Quota

Joe Doakes from Como Park emails:

June 17th will be the 88th anniversary of Wilmer Stultz’s historic flight across the Atlantic in 1928, just one year after Lucky Lindy flew it, which resulted in a ticker-tape parade, meeting the President, lecture tour, book deal, product endorsements, new job, the works.  Not for him – for his passenger.

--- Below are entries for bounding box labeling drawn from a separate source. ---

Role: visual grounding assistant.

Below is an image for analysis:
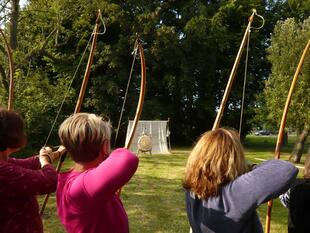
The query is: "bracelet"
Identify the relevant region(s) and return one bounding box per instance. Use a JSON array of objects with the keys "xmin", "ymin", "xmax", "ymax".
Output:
[{"xmin": 41, "ymin": 154, "xmax": 53, "ymax": 163}]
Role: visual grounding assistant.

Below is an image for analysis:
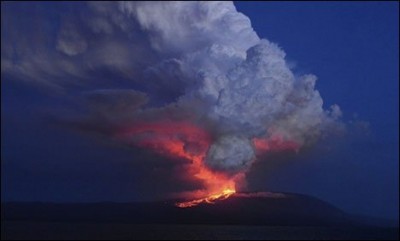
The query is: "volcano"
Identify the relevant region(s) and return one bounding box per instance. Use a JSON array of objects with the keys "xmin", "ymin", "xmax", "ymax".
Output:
[{"xmin": 2, "ymin": 193, "xmax": 356, "ymax": 226}]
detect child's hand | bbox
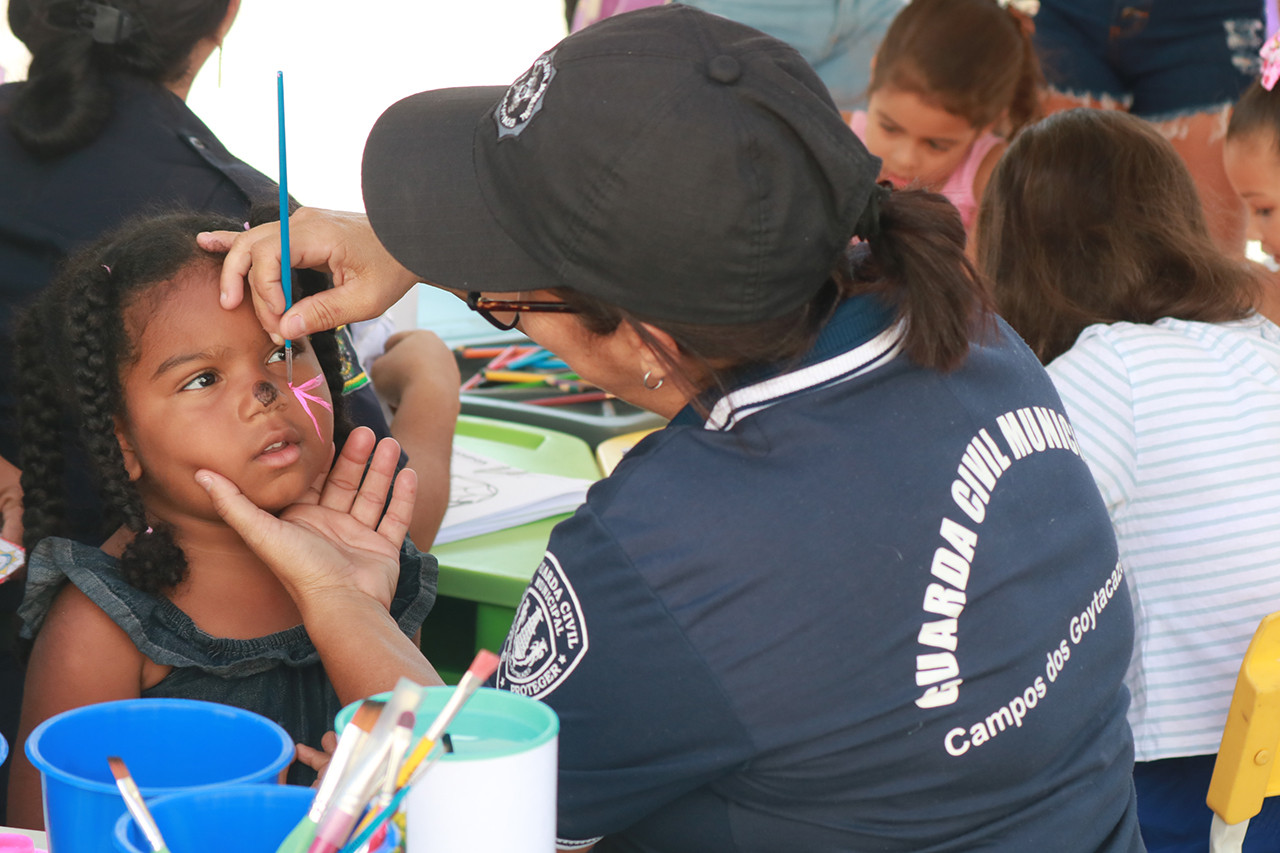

 You don’t remember Stultz?  He was the pilot of the airplane that Amelia Earhart rode in.  What, you thought she was the pilot, that she flew it solo, as Lindberg did, that she earned these honors on her own?  Not according to the scholarly articles cited on Wikipedia:

 “The project coordinators (including book publisher and publicist George P. Putnam) interviewed Earhart and asked her to accompany pilot Wilmer Stultz and copilot/mechanic Louis Gordon on the flight, nominally as a passenger, but with the added duty of keeping the flight log. The team departed Trepassey Harbor, Newfoundland in a Fokker F.VIIb/3m on June 17, 1928, landing at Pwll near Burry Port, South Wales, exactly 20 hours and 40 minutes later. There is a commemorative blue plaque at the site. Since most of the flight was on “instruments” and Earhart had no training for this type of flying, she did not pilot the aircraft. When interviewed after landing, she said, “Stultz did all the flying—had to. I was just baggage, like a sack of potatoes.” She added, “…maybe someday I’ll try it alone.”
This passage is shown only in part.